As mentioned above, vitamin D helps with the absorption of calcium. During lactation we need about 600 IU (International Units) of vitamin D. While we can get some vitamin D from the sunlight, many people do not get the sun exposure needed to supply their body with enough of this “sunshine vitamin”. Dietary sources of vitamin D include fortified milk or milk alternatives, egg yolks, and fatty fish such as salmon, mackerel, and sardines. If you are taking a multivitamin, it will also likely contain vitamin D (probably about 400 IU) and together with a few of these foods you should be able to provide your body with enough vitamin D.


Fluid and Fiber

Fluid and fiber should be your two favourite “F-words” after baby is born. Why you ask?

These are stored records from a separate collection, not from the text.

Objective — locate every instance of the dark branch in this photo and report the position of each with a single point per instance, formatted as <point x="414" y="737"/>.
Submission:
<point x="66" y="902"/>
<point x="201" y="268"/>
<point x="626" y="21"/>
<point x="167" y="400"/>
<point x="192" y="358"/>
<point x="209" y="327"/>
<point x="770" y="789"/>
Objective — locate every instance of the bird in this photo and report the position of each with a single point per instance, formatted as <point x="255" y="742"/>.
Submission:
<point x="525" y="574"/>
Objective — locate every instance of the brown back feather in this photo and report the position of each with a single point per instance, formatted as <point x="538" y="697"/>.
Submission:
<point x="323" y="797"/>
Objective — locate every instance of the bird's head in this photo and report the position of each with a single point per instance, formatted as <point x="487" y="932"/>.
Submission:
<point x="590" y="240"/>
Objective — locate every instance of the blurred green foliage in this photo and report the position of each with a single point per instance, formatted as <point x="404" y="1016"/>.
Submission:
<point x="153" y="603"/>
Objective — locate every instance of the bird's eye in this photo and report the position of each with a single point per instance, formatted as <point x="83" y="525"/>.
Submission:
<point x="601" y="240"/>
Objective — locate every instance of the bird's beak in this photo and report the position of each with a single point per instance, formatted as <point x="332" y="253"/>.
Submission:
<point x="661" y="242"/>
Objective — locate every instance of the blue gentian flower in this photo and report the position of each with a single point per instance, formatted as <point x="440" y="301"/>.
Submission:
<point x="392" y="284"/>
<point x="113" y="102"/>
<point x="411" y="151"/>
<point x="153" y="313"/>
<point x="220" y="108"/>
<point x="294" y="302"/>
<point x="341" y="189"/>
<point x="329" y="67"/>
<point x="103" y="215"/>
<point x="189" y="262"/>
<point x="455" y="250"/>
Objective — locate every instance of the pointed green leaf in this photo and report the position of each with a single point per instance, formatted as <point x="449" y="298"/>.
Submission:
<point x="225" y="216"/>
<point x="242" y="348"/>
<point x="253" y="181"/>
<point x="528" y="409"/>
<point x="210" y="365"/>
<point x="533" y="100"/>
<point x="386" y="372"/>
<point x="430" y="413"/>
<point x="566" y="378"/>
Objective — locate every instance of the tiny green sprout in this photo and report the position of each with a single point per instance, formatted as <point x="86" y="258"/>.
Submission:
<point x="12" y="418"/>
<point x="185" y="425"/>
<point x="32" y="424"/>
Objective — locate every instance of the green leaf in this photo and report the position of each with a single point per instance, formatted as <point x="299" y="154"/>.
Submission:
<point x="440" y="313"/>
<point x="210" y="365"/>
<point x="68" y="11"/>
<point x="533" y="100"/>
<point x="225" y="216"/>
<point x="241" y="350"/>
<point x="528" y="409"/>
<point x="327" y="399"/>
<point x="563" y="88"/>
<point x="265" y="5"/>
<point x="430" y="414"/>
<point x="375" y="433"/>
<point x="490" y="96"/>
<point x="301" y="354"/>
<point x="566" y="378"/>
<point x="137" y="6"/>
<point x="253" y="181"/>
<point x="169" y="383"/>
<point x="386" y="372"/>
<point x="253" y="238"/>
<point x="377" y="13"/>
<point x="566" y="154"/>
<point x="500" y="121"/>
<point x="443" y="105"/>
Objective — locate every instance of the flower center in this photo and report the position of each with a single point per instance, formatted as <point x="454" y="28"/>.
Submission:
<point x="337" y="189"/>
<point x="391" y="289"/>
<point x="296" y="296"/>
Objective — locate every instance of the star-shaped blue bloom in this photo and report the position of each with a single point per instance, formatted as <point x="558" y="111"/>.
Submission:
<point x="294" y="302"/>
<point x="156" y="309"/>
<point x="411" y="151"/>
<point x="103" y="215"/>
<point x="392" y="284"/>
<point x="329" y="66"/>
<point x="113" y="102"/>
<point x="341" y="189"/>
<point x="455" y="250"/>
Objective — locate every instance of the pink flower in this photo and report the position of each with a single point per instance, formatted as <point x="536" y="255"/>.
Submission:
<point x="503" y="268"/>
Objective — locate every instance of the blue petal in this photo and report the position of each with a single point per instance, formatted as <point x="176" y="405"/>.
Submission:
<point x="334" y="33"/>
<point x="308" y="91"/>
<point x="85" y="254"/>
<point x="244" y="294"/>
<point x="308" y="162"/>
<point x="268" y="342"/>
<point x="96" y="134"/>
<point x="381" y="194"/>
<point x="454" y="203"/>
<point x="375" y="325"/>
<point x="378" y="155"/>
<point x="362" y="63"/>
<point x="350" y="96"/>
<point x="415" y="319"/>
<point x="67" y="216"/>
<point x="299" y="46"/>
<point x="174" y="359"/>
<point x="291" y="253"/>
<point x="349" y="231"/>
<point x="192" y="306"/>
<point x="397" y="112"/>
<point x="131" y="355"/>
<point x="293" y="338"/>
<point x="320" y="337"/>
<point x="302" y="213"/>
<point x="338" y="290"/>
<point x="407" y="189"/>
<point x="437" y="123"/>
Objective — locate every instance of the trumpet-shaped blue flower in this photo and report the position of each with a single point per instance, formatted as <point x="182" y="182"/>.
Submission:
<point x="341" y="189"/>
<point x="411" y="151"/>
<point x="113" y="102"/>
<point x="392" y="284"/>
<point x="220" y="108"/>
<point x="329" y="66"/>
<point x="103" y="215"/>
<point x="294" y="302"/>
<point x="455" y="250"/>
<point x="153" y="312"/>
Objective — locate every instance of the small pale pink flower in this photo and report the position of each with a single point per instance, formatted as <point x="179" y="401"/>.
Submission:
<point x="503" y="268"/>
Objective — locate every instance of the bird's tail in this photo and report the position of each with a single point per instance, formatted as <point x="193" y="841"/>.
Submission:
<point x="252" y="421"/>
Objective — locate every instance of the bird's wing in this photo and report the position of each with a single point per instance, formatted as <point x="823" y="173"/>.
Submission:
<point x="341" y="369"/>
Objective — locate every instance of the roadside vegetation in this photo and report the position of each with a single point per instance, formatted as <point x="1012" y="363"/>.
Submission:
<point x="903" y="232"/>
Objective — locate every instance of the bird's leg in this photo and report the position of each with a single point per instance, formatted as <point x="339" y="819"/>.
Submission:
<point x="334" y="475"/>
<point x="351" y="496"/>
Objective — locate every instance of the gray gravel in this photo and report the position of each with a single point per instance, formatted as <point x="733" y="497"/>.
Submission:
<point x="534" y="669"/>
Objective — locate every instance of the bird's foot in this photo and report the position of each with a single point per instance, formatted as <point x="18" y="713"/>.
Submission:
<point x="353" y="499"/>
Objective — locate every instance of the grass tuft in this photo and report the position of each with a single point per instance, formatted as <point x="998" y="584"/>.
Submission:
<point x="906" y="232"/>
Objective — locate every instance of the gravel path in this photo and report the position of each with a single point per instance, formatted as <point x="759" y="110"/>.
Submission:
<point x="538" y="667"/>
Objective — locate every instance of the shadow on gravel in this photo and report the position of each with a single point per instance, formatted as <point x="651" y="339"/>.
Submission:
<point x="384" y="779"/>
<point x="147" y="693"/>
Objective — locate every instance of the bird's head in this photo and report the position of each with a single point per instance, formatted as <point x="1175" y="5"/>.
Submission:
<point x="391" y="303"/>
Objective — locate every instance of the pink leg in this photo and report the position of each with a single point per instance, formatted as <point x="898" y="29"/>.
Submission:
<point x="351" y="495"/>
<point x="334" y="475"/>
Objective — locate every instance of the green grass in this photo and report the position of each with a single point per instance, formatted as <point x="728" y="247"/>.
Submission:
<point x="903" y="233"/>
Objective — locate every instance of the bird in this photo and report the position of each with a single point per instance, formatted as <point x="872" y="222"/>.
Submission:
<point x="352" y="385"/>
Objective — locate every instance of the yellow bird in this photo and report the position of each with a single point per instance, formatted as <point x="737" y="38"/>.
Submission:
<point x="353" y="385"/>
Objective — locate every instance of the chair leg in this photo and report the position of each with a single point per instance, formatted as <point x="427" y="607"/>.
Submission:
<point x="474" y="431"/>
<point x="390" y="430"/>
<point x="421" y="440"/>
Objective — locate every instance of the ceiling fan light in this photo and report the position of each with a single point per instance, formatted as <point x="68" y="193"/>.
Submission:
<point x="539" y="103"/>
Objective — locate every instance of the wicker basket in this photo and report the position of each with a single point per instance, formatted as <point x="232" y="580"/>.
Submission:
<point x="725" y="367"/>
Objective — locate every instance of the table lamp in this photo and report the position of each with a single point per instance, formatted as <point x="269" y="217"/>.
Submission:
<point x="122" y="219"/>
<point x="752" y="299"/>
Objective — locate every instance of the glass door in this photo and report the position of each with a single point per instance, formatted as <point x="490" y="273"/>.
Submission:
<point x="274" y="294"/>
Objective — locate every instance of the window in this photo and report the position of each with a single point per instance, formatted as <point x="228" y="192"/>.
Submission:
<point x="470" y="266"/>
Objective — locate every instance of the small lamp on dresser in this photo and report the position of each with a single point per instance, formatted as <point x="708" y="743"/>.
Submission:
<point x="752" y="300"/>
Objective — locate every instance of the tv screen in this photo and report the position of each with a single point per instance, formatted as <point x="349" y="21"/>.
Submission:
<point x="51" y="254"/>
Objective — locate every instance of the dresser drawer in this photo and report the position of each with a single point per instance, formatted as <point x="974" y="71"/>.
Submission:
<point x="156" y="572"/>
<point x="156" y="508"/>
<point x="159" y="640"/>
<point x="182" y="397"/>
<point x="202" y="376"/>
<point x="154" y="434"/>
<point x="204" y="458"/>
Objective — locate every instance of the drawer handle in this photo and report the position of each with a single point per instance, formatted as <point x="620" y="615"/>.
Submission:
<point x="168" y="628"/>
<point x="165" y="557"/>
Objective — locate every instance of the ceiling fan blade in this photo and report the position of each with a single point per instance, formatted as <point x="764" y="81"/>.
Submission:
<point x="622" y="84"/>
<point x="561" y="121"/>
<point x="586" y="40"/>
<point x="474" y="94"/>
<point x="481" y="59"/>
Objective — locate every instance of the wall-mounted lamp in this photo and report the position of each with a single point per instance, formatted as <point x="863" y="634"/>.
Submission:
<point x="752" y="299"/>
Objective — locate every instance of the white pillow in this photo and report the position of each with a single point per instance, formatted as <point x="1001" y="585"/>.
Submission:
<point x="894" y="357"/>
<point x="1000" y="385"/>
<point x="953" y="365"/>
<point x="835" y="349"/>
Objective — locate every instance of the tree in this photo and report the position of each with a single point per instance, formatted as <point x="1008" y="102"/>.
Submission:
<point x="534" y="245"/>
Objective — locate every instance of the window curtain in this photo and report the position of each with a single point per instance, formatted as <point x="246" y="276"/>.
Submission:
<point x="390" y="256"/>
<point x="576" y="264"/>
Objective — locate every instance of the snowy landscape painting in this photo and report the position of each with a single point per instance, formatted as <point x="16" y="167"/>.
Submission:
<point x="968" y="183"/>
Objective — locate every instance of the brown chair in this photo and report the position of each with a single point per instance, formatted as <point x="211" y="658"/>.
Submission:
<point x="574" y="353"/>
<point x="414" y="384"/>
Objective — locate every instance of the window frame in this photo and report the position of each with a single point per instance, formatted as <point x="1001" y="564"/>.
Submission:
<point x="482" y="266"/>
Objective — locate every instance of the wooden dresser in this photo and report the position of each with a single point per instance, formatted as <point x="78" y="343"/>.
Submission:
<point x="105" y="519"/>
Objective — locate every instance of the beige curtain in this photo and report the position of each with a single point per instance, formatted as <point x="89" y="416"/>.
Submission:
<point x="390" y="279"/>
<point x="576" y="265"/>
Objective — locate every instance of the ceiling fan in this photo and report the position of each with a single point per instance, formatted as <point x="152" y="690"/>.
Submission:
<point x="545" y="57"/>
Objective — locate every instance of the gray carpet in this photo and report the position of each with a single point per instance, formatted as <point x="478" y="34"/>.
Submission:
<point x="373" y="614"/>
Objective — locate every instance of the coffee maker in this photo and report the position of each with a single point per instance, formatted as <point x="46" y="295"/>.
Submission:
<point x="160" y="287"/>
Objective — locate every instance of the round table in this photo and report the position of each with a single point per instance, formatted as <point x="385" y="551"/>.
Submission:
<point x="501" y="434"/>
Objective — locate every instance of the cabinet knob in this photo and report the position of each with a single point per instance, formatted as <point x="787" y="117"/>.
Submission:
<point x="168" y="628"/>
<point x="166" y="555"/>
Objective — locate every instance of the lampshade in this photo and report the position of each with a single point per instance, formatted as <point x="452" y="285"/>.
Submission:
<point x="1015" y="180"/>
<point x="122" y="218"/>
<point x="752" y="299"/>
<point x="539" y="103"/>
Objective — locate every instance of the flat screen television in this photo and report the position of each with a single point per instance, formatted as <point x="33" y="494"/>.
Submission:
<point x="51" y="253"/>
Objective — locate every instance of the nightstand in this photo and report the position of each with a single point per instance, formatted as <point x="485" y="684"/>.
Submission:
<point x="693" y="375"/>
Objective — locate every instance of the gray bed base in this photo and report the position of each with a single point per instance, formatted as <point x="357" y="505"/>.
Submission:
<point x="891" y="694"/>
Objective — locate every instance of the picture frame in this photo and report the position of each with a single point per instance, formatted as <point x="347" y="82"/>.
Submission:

Constipation is very common during the postpartum period. There's a reason most hospitals send new mamas home with stool softeners (take them!). Whether from the use of epidurals or just from the trauma our undercarriage suffers during childbirth, you very well may suffer from an inability to have a proper bowel movement in those first few days. For some women, the first bowel movement after baby is born can be a frightening experience. This is why you need to have enough fiber and fluids in your diet, along with taking those stool softeners you were sent home with. You certainly want to make your first bathroom visits as easy as possible.

So, how can you ensure you are getting enough fiber? Whole grains, fruits, vegetables and nuts and seeds are the answer. Here’s a quick cheat sheet of what to look for in those foods:

  • Bread: choose whole grain bread, the more seeds the better.
  • Cold Cereals: one word - bran
  • Hot Cereals: oatmeal or oat bran, top with dried fruit and nuts for extra fiber
  • Grains: choose brown rice, whole wheat pasta, pot barley, quinoa, or millet.
  • Legumes: aim for vegetarian meals using black beans, chickpeas, kidney beans and/or lentils a few times per week
  • Fruits: aim for at least three servings or pieces of fruit per day
  • Vegetables: Include a variety of veggies at both lunch and dinner, aim for ½ your plate
  • Nuts and seeds: use as salad toppers, on yogurt or just alone as a snack

While there are no specific recommendations for how much fluid to drink during the breastfeeding period, you will need to keep hydrated. You should be drinking to thirst, which essentially means listening to your body's thirst signals. You’ll likely need at last 1.5 to 2 L of fluid per day, or more. For most breastfeeding women this isn’t at all a challenge, as you will be thirsty, very thirsty at times. And this is good because along with fiber, fluid keeps your bowels moving.  



  1. Don't skip meals and don’t ignore hunger.

  2. Emphasize whole foods, including lots of fruits and veggies, whole grains and proteins.

  3. Aim for fatty fish (salmon, trout, sardines, herring, mackerel) twice a week.

  4. Continue taking a multivitamin, at least until baby starts eating solids consistently.

  5. Take care of your bowels with plenty of fiber and fluids.